The Fighting Irish (6-1) cut their deficit to seven points with 13:09 left, but couldn’t get closer against a team with a lot of options on offense that is defending and rebounding as if it is in mid-season form under its Hall of Fame coach. In the marquee matchup of the Big Ten/ACC Challenge, the Spartans turned a highly anticipated game into a showcase of their talent and depth.

“They come at you with fresh bodies, they just keep coming at you and it takes its toll,” Fighting Irish coach Mike Brey said.

Michigan State’s Cassius Winston had 17 points and seven assists, Miles Bridges scored 14 points and Nick Ward added 12.

“They are a lot of people who can hurt you,” Winston said. “It’s probably pretty difficult to stop us.”

Colson had 11 of his 17 points in the second half and Matt Farrell was scoreless in the first half and finished with 10 points.

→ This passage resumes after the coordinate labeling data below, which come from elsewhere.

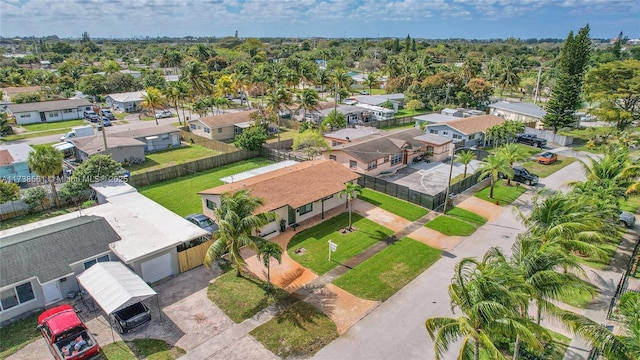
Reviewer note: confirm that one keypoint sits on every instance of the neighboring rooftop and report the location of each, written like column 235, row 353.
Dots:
column 49, row 105
column 296, row 185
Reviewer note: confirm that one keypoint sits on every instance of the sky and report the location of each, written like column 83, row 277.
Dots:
column 429, row 19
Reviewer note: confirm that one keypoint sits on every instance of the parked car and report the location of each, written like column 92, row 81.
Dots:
column 547, row 158
column 107, row 113
column 522, row 175
column 627, row 219
column 131, row 317
column 163, row 114
column 91, row 116
column 203, row 222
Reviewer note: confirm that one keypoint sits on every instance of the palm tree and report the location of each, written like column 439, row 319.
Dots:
column 493, row 166
column 484, row 293
column 47, row 162
column 309, row 101
column 465, row 157
column 266, row 251
column 152, row 100
column 237, row 222
column 513, row 153
column 350, row 191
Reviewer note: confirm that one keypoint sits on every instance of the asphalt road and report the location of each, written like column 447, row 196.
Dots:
column 395, row 330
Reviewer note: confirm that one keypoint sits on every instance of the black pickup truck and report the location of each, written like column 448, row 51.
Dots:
column 131, row 317
column 530, row 139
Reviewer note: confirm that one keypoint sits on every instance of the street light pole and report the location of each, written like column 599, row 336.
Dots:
column 452, row 152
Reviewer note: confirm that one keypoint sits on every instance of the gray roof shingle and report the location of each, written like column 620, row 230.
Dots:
column 46, row 252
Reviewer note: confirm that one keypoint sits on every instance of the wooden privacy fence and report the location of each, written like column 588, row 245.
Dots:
column 193, row 257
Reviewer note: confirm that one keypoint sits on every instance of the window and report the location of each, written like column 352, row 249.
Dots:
column 210, row 204
column 16, row 295
column 305, row 209
column 396, row 159
column 90, row 263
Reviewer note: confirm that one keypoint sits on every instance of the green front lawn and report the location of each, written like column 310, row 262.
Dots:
column 172, row 157
column 298, row 332
column 180, row 195
column 393, row 205
column 388, row 271
column 313, row 244
column 501, row 192
column 451, row 226
column 151, row 349
column 242, row 297
column 545, row 170
column 467, row 216
column 45, row 126
column 18, row 334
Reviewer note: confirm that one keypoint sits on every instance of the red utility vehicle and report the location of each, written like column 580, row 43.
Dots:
column 66, row 334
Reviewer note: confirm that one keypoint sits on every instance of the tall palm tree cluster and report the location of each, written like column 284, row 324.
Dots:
column 502, row 299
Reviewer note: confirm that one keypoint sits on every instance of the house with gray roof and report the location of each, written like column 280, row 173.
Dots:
column 39, row 264
column 384, row 152
column 527, row 113
column 49, row 111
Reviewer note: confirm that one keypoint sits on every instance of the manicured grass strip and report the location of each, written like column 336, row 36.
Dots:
column 501, row 192
column 314, row 241
column 171, row 157
column 388, row 271
column 467, row 216
column 242, row 297
column 298, row 332
column 579, row 298
column 451, row 226
column 18, row 334
column 393, row 205
column 180, row 195
column 546, row 170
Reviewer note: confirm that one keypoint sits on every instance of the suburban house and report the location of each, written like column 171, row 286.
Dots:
column 294, row 193
column 41, row 260
column 47, row 111
column 13, row 163
column 126, row 102
column 155, row 138
column 529, row 113
column 469, row 131
column 120, row 148
column 221, row 127
column 386, row 152
column 10, row 91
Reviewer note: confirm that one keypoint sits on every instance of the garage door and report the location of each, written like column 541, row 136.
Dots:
column 157, row 268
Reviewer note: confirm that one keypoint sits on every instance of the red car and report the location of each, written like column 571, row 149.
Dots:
column 547, row 158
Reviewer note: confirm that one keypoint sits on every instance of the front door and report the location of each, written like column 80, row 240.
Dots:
column 51, row 291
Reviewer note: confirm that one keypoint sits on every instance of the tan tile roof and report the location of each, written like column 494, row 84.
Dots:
column 295, row 185
column 223, row 120
column 95, row 144
column 474, row 124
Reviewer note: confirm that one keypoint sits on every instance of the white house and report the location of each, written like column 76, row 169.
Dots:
column 49, row 111
column 126, row 102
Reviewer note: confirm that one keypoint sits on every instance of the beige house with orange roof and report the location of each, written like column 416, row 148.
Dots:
column 294, row 193
column 470, row 131
column 221, row 127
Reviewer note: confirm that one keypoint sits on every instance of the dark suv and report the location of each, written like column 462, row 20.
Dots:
column 131, row 317
column 522, row 175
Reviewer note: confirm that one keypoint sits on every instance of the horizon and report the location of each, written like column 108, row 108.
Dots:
column 329, row 19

The duo was combining to average 38 points before the game.

“If they don’t get it going early, the rest of our group, we get a little worried and concerned,” Brey said. “I give Michigan State credit for taking away our two main weapons for the really the first 15 minutes.”

Rex Pflueger scored 15 and T.J. Gibbs added 11 points for the Irish.

The Irish, coming off a Maui Invitational championship , found out how far they have to go to compete with college basketball’s best.

“It’s all about how you bounce back and we get to practice that now,” Brey said.

Early in the season, the Spartans are playing perhaps as well as they have at both ends of the court.

“Defensively, we are doing a better job and we’re causing some problems,” Izzo acknowledged, adding the offense can be more efficient.

Notre Dame played at Michigan State for the first time since 1974, and Brey acknowledged he has no interest in scheduling a home-and-home series.

“It ain’t happening,” Brey said, adding he would be OK with playing the Spartans every five years in the Big Ten/ACC Challenge.

Jaren Jackson Jr. was limited to just 14 minutes because he had two fouls in the first half, was called for a third foul early in the second and finished with four. While in the game, though, the 6-foot-11 freshman did well against Colson.

“Jackson’s length really bothered Bonzie,” Brey said. “He’s bigger than I remember.”

The game was just the third featuring Top 5 teams at Michigan State, and the first in a non-conference game.

Notre Dame hosts St. Francis Brooklyn on Sunday, playing in South Bend, Indiana, for the first time since Nov. 16.

“We haven’t been home for a while,” Brey said. “I hope our fans come out.”

Michigan State hosts Nebraska on Sunday in a Big Ten opener, a matchup that was scheduled earlier than usual because the conference tournament is earlier than usual this year in New York.

“My thoughts? Why?” Izzo said. “Why are we doing this? I understand it’s a one-year thing.”